Lightrocket via SOPA Image/Getty Images
Google is about Google’s attack on attacks on Google’s attacks, for example, on continuous attacks on Google Cloud, for example, continuous attacks such as vulnerabilities such as Chrome. But it is not a security machine that has been fully oiled. This is not as obvious everywhere to protect the AI threat, such as a quick injection attack on Gemini. With the help of the red team’s hacking bot, you need to know how Google is protecting you:
Google automates the threat protection of Gemini AI hacking
You may have never heard of this term, but the Agent AI Security Team is a team that uses intelligent AI agents to detect and automate the corresponding process. Google wrote a report on January 29 about how to handle the risk of quick injection attacks on AI systems such as GEMINI, so Google has written the whole agent team. I mention it.
“The latest AI system, such as GEMINI, is more capable than ever, and will help users to obtain data on behalf of users,” says the agent team: About AI system. Hackers do this by effectively hiding malicious instructions on data that is likely to be obtained by the AI system and operating the movement. Yes, we are talking about a quick injection attack or a more accurate and prompt -and -quick injection attack.
However, Google explains. In order to reduce these attacks, we are actively developing defense in AI systems, such as automated red team hacking bots.
Red team’s gemini AI hacking bot development
There is only a part of the defense team developed by the Google Agent AI Security Team, but I am fascinated by all of the RED teams because I am like an old hands -on hacker. The red team’s exercise is where the hacker uses the same technique as the actual attacker to compromise and compromise. Google’s RED team will be read in this article published in 2022.
“Make indirect quick injections successful,” said the Google Agent AI Security Team that “a repetition process of improvements is required based on the observed response.” It requires time and a lot of skilled resources. Therefore, in order to automate this process, Google has developed a red team framework that includes “optimization -based attacks that generate a quick injection”, and is designed to be as robust and realistic as possible. 。 “Weak attacks are almost useless to inform us about the sensitivity of the AI system for indirect quick injections,” said the report.

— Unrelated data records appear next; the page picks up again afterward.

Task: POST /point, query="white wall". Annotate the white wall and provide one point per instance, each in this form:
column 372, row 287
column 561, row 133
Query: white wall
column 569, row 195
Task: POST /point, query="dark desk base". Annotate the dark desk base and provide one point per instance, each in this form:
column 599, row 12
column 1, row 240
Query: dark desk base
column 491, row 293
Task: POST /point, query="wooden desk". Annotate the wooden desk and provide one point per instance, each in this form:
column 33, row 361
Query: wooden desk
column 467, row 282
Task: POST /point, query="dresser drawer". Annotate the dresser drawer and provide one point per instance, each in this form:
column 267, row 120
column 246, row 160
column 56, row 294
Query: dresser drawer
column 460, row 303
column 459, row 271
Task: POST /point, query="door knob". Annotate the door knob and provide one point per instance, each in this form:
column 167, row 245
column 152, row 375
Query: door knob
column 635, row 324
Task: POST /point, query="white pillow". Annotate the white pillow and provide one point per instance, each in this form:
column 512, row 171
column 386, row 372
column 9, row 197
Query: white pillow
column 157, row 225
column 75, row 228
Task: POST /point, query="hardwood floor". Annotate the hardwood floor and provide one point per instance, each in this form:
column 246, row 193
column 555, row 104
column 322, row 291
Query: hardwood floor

It sounds scary, but these red team hacking bots need to extract the sensitive user information included in Gemini’s quick conversation. The report was confirmed.
The two attack methods used are as follows.

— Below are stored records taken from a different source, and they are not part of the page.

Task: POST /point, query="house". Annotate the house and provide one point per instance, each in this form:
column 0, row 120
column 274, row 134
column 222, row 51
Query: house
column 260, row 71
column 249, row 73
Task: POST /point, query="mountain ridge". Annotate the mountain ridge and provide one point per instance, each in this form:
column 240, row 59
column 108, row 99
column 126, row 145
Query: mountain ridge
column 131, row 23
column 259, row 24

Actor Critic adopts an attacker control model to generate prompt injection proposals. “These will be passed to the attacking AI system,” said Google. This returns the probability of a successful attack. This evaluation is used by the bot and improves quick injections until success.
BEAM search uses a simple and quick injection requested by GEMINI to send emails to hackers, including confidential information that GEMINI is seeking. “If the AI system recognizes the request as suspicious and does not obey, the attack will add a random token at the end of the quick injection and measure the new probability that the attack succeeds.” , Collect random tokens and add them until they succeed.